Spreco di denaro pubblico, per il viceministro Di Maio, che ha sempre annunciato la lotta ai finanziamenti pubblici all’editoria e che adesso sta per diventare provvedimento esecutivo del governo. A parte che già da anni la maggior parte di essi sono stati aboliti, Di Maio evidentemente non tiene conto che l’abolizione di questi finanziamenti costringerà molti giornali a chiudere o a ridurre di netto il numero dei dipendenti, si prevedono infatti 10mila posti di lavoro a rischio. Non è esattamente quello che dovrebbe fare un ministro del lavoro, che invece di creare disoccupazione dovrebbe aiutare a fare occupazione. A essere colpiti saranno i gruppi editoriali più piccoli, le cooperative di giornalisti: i grandi gruppi editoriali che pubblicano ad esempio La Repubblica o il Corriere della sera sono stati privati già dal 2007 di ogni finanziamento pubblico.

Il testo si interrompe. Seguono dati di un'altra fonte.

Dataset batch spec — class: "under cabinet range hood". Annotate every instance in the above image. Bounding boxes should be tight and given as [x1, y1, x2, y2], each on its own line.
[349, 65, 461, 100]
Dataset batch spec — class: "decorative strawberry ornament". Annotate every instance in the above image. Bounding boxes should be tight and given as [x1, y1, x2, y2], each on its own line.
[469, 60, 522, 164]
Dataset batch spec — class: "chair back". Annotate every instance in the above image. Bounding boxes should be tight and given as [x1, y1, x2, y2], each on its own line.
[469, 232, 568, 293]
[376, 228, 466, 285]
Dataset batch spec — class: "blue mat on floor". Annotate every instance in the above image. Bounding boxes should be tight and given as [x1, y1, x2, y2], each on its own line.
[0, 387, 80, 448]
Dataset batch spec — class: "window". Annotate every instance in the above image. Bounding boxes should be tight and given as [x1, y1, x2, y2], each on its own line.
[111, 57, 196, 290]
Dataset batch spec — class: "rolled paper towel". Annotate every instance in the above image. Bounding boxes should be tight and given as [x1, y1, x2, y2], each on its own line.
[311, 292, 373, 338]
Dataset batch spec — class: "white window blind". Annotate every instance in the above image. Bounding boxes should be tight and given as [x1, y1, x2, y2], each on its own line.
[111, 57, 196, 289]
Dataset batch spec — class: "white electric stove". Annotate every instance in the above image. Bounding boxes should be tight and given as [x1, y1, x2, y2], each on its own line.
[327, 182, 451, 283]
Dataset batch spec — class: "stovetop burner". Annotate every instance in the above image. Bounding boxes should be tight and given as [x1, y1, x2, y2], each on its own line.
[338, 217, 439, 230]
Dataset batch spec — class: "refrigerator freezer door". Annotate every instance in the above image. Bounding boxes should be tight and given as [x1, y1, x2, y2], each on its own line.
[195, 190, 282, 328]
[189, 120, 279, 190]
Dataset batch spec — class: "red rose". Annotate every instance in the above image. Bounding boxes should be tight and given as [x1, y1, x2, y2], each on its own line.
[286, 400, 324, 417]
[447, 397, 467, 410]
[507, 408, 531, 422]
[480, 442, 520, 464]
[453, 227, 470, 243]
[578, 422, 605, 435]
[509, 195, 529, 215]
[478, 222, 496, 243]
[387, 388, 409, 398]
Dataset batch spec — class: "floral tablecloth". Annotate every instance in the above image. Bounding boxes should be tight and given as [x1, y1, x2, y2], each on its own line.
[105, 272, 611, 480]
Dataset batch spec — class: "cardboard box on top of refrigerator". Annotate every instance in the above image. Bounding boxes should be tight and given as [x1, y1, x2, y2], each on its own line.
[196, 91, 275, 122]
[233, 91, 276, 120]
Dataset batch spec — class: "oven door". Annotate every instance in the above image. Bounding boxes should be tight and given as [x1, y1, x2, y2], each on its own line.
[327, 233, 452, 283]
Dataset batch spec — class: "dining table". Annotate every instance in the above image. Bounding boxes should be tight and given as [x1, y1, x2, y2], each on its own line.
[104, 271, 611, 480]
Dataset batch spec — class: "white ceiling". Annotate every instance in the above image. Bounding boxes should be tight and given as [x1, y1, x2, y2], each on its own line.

LA GUERRA AI FINANZIAMENTI PER L’EDITORIA

Tra i giornali colpiti c’è di tutto, dal cattolico Avvenire al comunista Il manifesto, un provvedimento quello di Di Maio che assomiglia di più a mettere un “bavaglio” alla stampa indipendente che una iniziativa per risparmiare soldi. Oltre a questo provvedimento presto in atto, il governo mira anche all’abolizione dell’ordine dei giornalisti, un altro colpo alla indipendenza e alla libertà di parola, ma è proprio questo che spaventa il governo giallo-verde. Ecco quali sono oggi i principali a ricevere contributi pubblici: Avvenire, Libero Quotidiano, Italia Oggi, Il Manifesto, Il quotidiano del sud, il corriere di Romagna, Cronaca qui, Il Foglio, Le conquiste del lavoro (organo del sindacato Cisl), Famiglia cristiana. Si passa dagli oltre 2 milioni di Avvenire ai 130mila euro di Famiglia cristiana.